The results of our study are subject to several limitations. For instance, our patient population only included patients with HFpEF without permanent atrial fibrillation, the patients were relatively young and predominantly male, so the generalizability of the effects of CD34+ cell therapy should be interpreted with caution. Since this is a pilot trial of cell therapy in HFpEF, the study design did not include a placebo arm, and thus the results should be viewed as hypothesis‐generating. Although local diastolic delay may be heart rate‐dependent, the heart rate of patients during electroanatomical mapping did not change significantly, and thus the heart rate‐dependent parameters were comparable in segments with and without local mechanical diastolic delay.

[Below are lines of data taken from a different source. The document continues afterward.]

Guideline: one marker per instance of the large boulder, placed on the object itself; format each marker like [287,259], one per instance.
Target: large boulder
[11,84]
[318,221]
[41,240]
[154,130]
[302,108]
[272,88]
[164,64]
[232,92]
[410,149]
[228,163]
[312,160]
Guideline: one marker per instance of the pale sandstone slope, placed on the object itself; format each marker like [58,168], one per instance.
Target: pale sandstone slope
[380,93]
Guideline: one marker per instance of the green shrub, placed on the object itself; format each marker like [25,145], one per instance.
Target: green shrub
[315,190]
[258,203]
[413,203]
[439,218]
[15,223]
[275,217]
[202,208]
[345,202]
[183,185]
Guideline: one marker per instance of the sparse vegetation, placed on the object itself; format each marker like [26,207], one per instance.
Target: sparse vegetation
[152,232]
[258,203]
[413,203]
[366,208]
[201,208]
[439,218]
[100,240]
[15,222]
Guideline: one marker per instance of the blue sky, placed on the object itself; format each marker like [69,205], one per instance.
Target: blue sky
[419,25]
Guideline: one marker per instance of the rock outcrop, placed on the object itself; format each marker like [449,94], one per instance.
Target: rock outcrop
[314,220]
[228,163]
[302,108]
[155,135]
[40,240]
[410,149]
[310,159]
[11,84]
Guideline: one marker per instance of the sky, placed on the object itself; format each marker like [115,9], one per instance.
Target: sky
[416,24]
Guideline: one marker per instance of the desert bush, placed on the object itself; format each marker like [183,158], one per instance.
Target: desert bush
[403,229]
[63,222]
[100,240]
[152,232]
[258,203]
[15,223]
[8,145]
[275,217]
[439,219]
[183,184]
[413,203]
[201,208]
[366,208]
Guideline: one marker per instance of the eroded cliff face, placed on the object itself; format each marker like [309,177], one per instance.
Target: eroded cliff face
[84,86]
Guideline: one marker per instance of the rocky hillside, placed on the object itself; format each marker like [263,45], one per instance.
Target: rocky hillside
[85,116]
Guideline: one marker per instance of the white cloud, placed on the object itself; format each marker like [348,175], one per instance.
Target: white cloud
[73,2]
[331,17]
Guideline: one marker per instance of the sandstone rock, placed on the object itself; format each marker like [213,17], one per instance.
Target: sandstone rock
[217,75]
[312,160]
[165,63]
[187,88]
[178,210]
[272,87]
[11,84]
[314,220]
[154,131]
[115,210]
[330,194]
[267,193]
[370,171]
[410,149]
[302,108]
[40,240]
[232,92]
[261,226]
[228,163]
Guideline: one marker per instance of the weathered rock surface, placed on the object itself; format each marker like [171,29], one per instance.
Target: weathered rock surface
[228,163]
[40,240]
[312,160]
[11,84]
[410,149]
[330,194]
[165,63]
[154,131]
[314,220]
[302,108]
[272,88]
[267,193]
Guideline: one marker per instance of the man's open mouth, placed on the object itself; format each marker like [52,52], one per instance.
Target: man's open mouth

In an attempt to minimize the potential effects of medical management, all patients were followed in our heart failure outpatient clinic for 6 months before inclusion, which allowed for adequate optimization of medical therapy (Phase 1). After cell therapy (Phase 2), no additional changes in heart failure therapy were performed. Our study protocol did not include any daily life activity measurements or questionnaires, and due to open‐label design, the results of the 6MWT may be less reliable. However, we did find a stable trend of a decrease in heart failure hospitalization rates after cell therapy. Finally, we recognize that our sample size was small, which makes the study underpowered to be definitive.

Conclusions

In HFpEF patients, local mechanical diastolic delay appears to correlate with myocardial viability. In this pilot trial of cell therapy in HFpEF, we found an improvement in E/e′, NT‐proBNP levels, exercise capacity, and some parameters of diastolic function at 6 months after transendocardial CD34+ cell application. Although encouraging, the results of this study should be viewed as preliminary; further larger studies are warranted to validate these signals, better define the underlying mechanisms and to investigate whether such approach can be safely and effectively used in a broader population of HFpEF patients.

Funding

This work was supported by Slovenian Research Agency grant no. J3‐9283. The work was also supported through collaboration with Stanford Cardiovascular Institute.

Conflict of interest: none declared.